They say that pain plus time equals comedy. Writer-director Lorene Scafaria turned the loss of her father, and her mother’s subsequent move from the East Coast to join her in Los Angeles, into laughter with her new film “The Meddler,” opening Friday in the District.
“I think what she did was really brave, moving 3,000 miles away to start your life over. And yeah, she drove me crazy,” Ms. Scafaria told The Washington Times of the real-life inspiration for her film.
Oscar winner Susan Sarandon stars in “The Meddler” as Marnie, the sixty-something widow who invades her daughter Lori’s (Rose Byrne) L.A. life, which is not only upset by the loss of her father but also thanks to a romantic breakup.
“We were in grief in really different ways,” Ms. Scafaria recalls of her real-life loss. “[My mother] was kind of grieving very beautifully and optimistically, and I was not. I was just in anger and depression.”
Ms. Scafaria, who grew up in New Jersey, spent years in Hollywood writing and pitching screenplays before “Nick and Norah’s Infinite Playlist” made it to the big screen in 2008. (“It’s weird how long you can have a career in writing without actually having a movie made,” she said of the fickle nature of the movie biz.) The teen comedy’s success allowed her to then start directing.
For “The Meddler,” Ms. Scafaria took on the difficult situation of losing a parent, combined with the surviving spouse’s need to move on, and the burden such can place on her adult child.
“I think that there’s a year of magical thinking that takes place after you lose somebody,” the director said. “Sort of like magic in the air and you think they’re [still] around, and then from year 1 to year 2, it doesn’t feel like there’s any magic anymore.
“But I really wanted it to be about her side of the story: Somebody loses their partner of 40 years and has a grown daughter who is trying to … put one foot in front of the other.”
For Marnie, Ms. Scafaria’s fictional version of her own mother, she was delighted that Miss Sarandon was interested. While known primarily for acting as a Southerner in so many films, Miss Sarandon is in fact a native New Yorker raised in New Jersey, just like Ms. Scafaria’s own mother.
“She said this dialect was harder for her to take on, and she had a coach and she had all my mother’s voicemails and stuff,” Ms. Scafaria said of her star.
Ms. Scafaria’s mother was thrilled that Miss Sarandon would play her onscreen. Meeting with her inspiration helped the actress to better get into character and master the regional dialect needed for the shoot.
Since the film is called “The Meddler,” Ms. Scafaria said it was paramount to get the dynamic correct of the mother poking in the life of her adult daughter following her husband’s death.
“How much of it comes from loneliness, how much comes from just having a lot of love to give and not knowing what to do with it?” she said. “You’re not needed in the same ways anymore [and it’s] not exactly the kind of help the mom was dying to offer,” the director said with a laugh.

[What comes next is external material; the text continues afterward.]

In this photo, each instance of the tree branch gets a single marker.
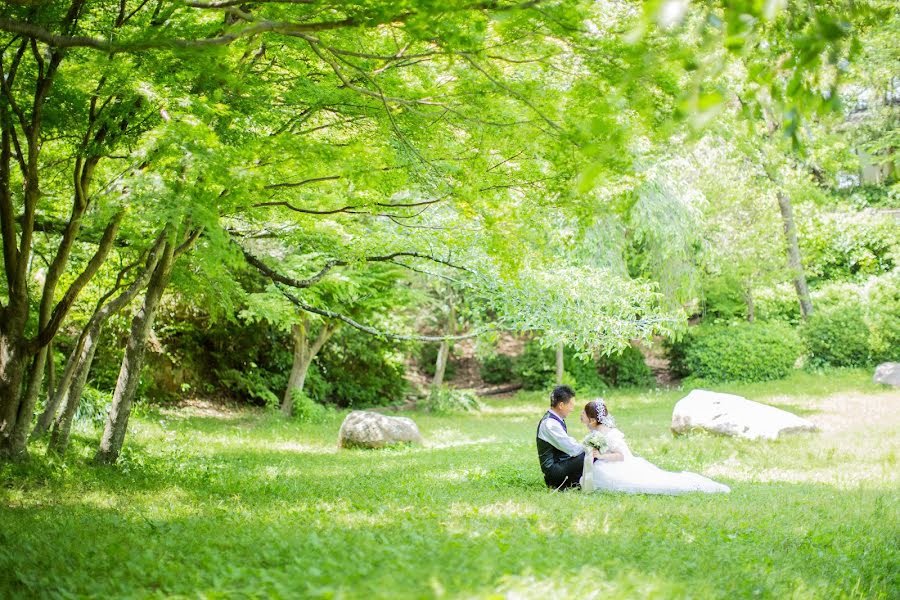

“In the same way, it does happen in real life. Some people are more receptive to that kind of meddling. My intentions were coming from a good place as much as my mother’s were.”
When asked what her mother’s reaction to the film was, Ms. Scafaria smiled and said her mother “loves it.”
“I think that she appreciated not just being honest about how annoying she can be sometimes, but how mean and how unappreciative I could be,” she said with a laugh, adding that many of Miss Sarandon’s props and clothing in the film came from her mother’s wardrobe.
The film co-stars fellow Oscar winner J.K. Simmons as a potential love interest for Marnie. Ms. Scafaria was thankful to have such a talented cast, and said that the shoot was so brisk — 23 days — that she didn’t have the luxury of second-guessing herself when it came to directing such established actors.
“I know it sounds silly to say, but I wasn’t that intimidated,” she said, recalling that her previous film as director, “Seeking a Friend for the End of the World,” starred Steve Carell and Keira Knightley.
“It’s always surreal that [movie stars] are willing to come out for [a film that is] so small,” she said.
In phallocentric Hollywood, Ms. Scafaria says it is incumbent upon fellow female filmmakers to continue to push women’s stories to the silver screen.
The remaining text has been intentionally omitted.